Fun Facts about Lionfish
Lionfish have evolved to be both very efficient predators and dangerous prey. These traits have allowed them to become aggressively invasive species, which demonstrate a number of interesting biological concepts.
Two species of lionfish, the red lionfish and the common lionfish, are found in the Western Atlanic ocean and Gulf of Mexico outside of their native range. Both of these species are considered to be invasive here, although the red lionfish is more common and makes up 93% of the invasive population in the Western Atlantic. Lionfish and other invasive species such as kudzu vine, carp and gray squirrels negatively affect the habitats they have invaded by causing ecological, environmental and sometimes even economic damage. It is thought that red lionfish were first introduced off the eastern coast of Florida in the late 1980’s, perhaps by people that had initially bought them as pets.
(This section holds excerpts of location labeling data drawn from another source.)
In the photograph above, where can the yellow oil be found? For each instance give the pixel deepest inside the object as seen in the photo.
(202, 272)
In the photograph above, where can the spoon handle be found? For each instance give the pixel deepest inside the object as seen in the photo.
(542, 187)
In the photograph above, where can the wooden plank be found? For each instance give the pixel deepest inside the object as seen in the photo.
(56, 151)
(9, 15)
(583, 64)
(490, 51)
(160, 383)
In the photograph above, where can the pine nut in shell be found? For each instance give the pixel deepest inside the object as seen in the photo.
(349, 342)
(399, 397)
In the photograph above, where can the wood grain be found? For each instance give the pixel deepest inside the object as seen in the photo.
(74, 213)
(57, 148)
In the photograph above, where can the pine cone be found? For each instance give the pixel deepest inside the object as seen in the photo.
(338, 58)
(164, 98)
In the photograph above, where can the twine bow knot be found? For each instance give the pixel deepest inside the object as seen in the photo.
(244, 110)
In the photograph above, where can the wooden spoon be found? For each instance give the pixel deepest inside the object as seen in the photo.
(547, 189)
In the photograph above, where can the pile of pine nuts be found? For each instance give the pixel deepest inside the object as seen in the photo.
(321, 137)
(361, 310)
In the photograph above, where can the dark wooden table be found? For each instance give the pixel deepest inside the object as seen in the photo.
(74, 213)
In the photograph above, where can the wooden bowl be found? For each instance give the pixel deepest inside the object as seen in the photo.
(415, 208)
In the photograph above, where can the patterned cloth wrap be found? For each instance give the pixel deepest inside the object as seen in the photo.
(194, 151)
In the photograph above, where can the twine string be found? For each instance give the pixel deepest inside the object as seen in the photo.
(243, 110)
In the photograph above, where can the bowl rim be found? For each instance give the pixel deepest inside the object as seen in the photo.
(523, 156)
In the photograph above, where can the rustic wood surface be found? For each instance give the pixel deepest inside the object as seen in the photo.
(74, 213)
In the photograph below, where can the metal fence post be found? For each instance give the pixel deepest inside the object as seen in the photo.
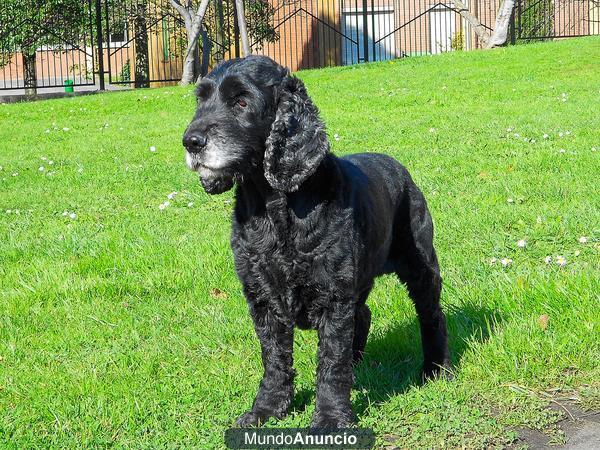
(99, 43)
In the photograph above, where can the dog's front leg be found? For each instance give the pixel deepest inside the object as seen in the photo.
(334, 372)
(276, 390)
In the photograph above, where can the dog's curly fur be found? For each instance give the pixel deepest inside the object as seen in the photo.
(310, 232)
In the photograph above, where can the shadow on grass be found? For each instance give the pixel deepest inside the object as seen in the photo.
(392, 362)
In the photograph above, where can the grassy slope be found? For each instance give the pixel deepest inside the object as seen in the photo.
(110, 331)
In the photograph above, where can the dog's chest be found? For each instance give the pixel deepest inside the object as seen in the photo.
(295, 262)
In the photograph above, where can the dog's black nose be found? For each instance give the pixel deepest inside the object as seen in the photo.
(194, 142)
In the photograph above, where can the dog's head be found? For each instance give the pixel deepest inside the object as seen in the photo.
(254, 117)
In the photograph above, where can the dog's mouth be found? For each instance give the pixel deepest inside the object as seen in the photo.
(214, 181)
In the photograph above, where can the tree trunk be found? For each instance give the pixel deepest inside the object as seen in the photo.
(206, 50)
(481, 32)
(242, 26)
(193, 27)
(220, 25)
(30, 71)
(142, 60)
(500, 34)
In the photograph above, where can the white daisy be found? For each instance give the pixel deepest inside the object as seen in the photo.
(506, 261)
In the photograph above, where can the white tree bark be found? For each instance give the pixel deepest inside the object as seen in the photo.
(193, 26)
(500, 34)
(239, 5)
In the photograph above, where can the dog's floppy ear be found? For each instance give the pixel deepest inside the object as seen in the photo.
(298, 142)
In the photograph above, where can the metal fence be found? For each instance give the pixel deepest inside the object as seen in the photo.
(138, 43)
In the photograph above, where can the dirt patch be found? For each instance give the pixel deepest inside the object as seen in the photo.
(578, 430)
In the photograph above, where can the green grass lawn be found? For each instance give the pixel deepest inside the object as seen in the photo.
(124, 324)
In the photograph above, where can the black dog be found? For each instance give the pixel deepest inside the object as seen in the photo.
(310, 231)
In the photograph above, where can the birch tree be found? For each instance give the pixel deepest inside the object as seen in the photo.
(499, 35)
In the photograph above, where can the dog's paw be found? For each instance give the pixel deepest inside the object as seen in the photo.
(437, 372)
(343, 419)
(252, 418)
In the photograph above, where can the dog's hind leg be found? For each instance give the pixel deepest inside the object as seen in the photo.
(362, 324)
(276, 389)
(417, 266)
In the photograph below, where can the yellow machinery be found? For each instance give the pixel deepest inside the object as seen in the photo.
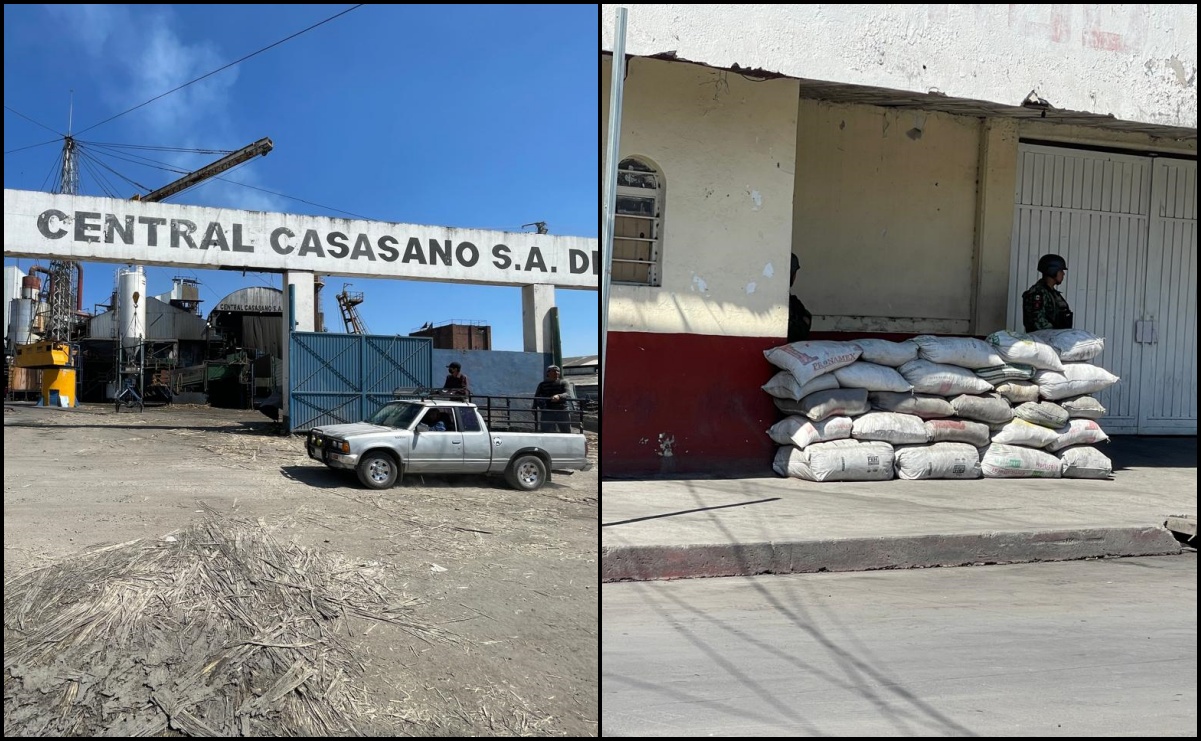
(57, 360)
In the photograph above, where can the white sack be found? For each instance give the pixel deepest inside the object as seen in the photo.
(1014, 461)
(885, 352)
(1026, 350)
(958, 430)
(842, 460)
(890, 426)
(784, 386)
(991, 408)
(1019, 392)
(942, 380)
(801, 432)
(1075, 380)
(926, 406)
(1077, 432)
(1083, 406)
(820, 405)
(939, 460)
(1085, 462)
(963, 352)
(871, 376)
(997, 375)
(808, 359)
(1021, 432)
(1043, 413)
(1073, 345)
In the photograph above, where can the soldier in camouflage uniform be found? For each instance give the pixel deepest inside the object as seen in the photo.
(1043, 306)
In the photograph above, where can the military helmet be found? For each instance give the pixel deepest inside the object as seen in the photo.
(1051, 264)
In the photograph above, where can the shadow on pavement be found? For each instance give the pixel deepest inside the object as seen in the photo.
(1166, 452)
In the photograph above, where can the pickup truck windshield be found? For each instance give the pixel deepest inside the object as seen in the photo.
(396, 414)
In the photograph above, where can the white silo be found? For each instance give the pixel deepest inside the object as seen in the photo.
(131, 322)
(22, 321)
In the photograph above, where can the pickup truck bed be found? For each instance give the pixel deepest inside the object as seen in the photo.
(401, 437)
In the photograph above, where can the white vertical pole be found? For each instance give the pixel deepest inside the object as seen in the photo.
(610, 179)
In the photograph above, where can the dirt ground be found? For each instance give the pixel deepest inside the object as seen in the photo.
(512, 574)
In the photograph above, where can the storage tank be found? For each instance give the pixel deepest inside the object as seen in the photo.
(131, 323)
(21, 312)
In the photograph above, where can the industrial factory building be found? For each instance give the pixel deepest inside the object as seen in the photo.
(231, 358)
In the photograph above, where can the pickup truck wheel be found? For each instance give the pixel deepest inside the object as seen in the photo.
(526, 473)
(376, 471)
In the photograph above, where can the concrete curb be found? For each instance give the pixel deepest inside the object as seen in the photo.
(655, 562)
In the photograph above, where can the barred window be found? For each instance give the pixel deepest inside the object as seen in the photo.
(637, 223)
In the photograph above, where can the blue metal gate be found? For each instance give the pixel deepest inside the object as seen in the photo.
(335, 378)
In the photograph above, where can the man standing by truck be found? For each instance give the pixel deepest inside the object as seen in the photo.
(550, 396)
(456, 383)
(1043, 306)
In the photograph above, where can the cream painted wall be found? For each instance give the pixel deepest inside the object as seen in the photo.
(1137, 63)
(726, 145)
(885, 210)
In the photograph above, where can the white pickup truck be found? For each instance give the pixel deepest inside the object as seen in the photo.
(401, 438)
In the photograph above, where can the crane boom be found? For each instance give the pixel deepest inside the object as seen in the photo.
(258, 148)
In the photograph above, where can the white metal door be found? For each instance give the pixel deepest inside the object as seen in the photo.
(1170, 376)
(1093, 209)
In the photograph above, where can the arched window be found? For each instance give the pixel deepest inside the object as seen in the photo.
(638, 223)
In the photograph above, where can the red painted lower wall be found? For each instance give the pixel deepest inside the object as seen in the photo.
(694, 395)
(700, 394)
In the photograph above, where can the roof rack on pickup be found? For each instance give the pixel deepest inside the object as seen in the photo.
(512, 413)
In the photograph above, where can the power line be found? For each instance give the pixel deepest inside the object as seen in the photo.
(33, 145)
(133, 183)
(220, 69)
(33, 121)
(143, 162)
(184, 149)
(294, 198)
(85, 166)
(54, 167)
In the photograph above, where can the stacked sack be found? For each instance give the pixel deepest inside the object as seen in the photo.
(939, 407)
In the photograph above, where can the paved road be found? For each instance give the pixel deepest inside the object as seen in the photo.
(1071, 649)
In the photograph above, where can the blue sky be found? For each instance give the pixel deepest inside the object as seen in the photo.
(482, 117)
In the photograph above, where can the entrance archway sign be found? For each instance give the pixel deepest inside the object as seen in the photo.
(88, 228)
(109, 229)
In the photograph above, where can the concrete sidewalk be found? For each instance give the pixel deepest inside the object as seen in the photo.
(670, 529)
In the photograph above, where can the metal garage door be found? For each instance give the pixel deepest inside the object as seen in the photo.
(335, 378)
(1127, 226)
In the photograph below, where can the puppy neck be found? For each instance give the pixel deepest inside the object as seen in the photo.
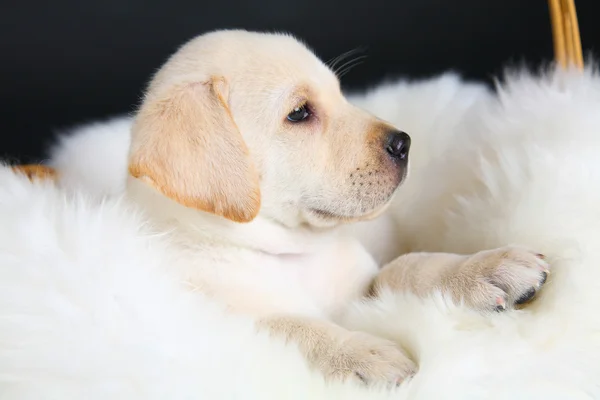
(197, 227)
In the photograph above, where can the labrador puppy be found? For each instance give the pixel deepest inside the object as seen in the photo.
(246, 151)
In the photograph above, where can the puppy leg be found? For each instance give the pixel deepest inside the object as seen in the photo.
(489, 280)
(342, 354)
(34, 171)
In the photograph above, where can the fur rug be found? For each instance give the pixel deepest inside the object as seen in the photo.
(90, 310)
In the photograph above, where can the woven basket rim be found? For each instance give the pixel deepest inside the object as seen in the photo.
(565, 33)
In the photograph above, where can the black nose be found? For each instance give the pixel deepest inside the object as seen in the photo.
(398, 144)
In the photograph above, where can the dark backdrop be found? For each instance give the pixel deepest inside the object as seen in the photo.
(68, 61)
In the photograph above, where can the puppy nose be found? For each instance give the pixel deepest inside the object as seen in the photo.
(398, 144)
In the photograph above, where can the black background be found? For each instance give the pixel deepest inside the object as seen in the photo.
(69, 61)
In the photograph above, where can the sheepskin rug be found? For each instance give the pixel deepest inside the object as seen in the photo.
(89, 308)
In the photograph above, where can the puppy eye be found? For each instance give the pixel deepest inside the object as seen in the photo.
(299, 114)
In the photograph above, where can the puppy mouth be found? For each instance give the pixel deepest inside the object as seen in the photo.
(332, 216)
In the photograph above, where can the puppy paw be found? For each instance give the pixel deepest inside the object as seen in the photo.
(498, 279)
(370, 360)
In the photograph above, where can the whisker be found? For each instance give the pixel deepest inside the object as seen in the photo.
(333, 63)
(349, 66)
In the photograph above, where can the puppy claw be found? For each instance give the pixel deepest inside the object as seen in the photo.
(526, 297)
(500, 304)
(544, 278)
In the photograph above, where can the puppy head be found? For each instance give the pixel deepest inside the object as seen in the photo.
(237, 123)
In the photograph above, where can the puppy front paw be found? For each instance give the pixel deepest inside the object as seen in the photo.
(369, 359)
(498, 279)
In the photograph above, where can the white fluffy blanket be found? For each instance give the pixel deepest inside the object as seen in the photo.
(90, 310)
Lionfish are prolific breeders and have no natural predators in their introduced range off the east coast of America, which has allowed their population size to increase exponentially since they were first introduced. Due to their large appetites and generalist diets, invasive lionfish have decimated native fish populations in their introduced range, causing prey fish biomass in the Bahamas to fall by 65 – 95% in the 30 years since their invasion. In order to try and bring the lionfish population under control in this region, authorities are encouraging people to catch and eat these fish. It has been suggested that similar action should be taken in Britain, where the invasive gray squirrel has outcompeted and wiped out the native red squirrel across most of its range.
Lionfish spines have two glandular grooves extending from the base to three quarters of the way up each spine. Venom is released from the glands when the spines are mechanically disturbed, such as when they enter another animal. Lionfish venom is composed of proteins, the neurotransmitter acetylcholine and a neurotoxin that causes extreme pain, sweating, respiratory distress and even paralysis in humans. Research suggests that lionfish stings are so painful because their venom acts specifically on the nerve cells that are responsible for sensing and relaying pain, implying that the lionfish sting has evolved solely to cause pain.
Venom is used by species from many distantly related animal groups including spiders, snakes, scorpions, jellyfish and sea urchins, conveying that this trait has evolved multiple times throughout evolutionary history. Whilst certain species such as scorpions and snakes primarily use their venom to paralyze their prey, others such as fish and sea urchins use their venom purely for defence against predators. It has been found that venomous fish are often slow moving, as is the lionfish, thus venom in these species perhaps evolved because they are unable to escape from predators by fleeing, so must deter them in another way.
The bold, contrasting stripes of lionfish serve as a conspicuous aposematic warning signal to potential predators that these fish are venomous. However, this is not their only function, as lionfish stripes also provide camouflage when the fish are viewed from a distance by breaking up their outline. In fact, lionfish rely on camouflage to help them sneak up on their prey and even have numerous fleshy growths on their head that are thought to mimic algal growths and disguise their mouths. As well as this, their dark red or brown coloration and their ability to remain almost motionless in the water helps them to blend in with rocks or corals so they can hide from both prey and predators.